Borç ilişkisinin sadece alacaklı ile borçlu arasındaki bir bağ olması 3. kişileri ilgilendirmemesi alacak hakkının nisbi bir hak olarak nitelendirilmesine yol açar. (alacak hakları)

Ayni hak ise eşya üzerinde doğrudan hâkimiyet sağlar. Hâkimiyet doğrudan olunca hak sahibi herkesten bu hâkimiyetini ihlal etmemesini isteyebilir. Bu sebeple ayni hakların mutlak hak olduğu ifade edilir.

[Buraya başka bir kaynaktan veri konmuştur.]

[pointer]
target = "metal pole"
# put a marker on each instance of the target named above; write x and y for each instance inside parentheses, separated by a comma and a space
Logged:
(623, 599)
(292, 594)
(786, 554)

Herkese karşı ileri sürüle bilirlik:

Eşya üzerinde doğrudan doğruya hâkimiyetin temel sonucu herkesin bu hâkimiyeti sağlayan hakka riayet etme ve o hakkı ihlalden kaçınma mecburiyetidir. Ayni hakkı kim ihlal ederse hak sahibi hakkına riayet etmesini ondan isteyebilir. İstihkak davası malikin haksız olarak malını elinde tutan kimseden bunu geri almasını müdahalenin men’i davası ise mülkiyete vaki ve devam eden tecavüzün önlenmesini sağlar.

Fikri Haklar

Şahısların zekâ düşünce ve yaratıcılık kısacası fikir ürünleri üzerindeki haklarıdır. Eser sahibinin eseri üzerinde fikri hakkının mali ve manevi yönü vardır.

Şahıs Varlığı Hakları

Değeri para ile ölçülemeyen şahsın manevi dünyasına ilişkin olan haklardır. Bunların başında şahsiyet (kişilik) hakkı gelir. Şahıs varlığı hakları kural olarak başkasına devredilemediği gibi mirasçıya da geçemez.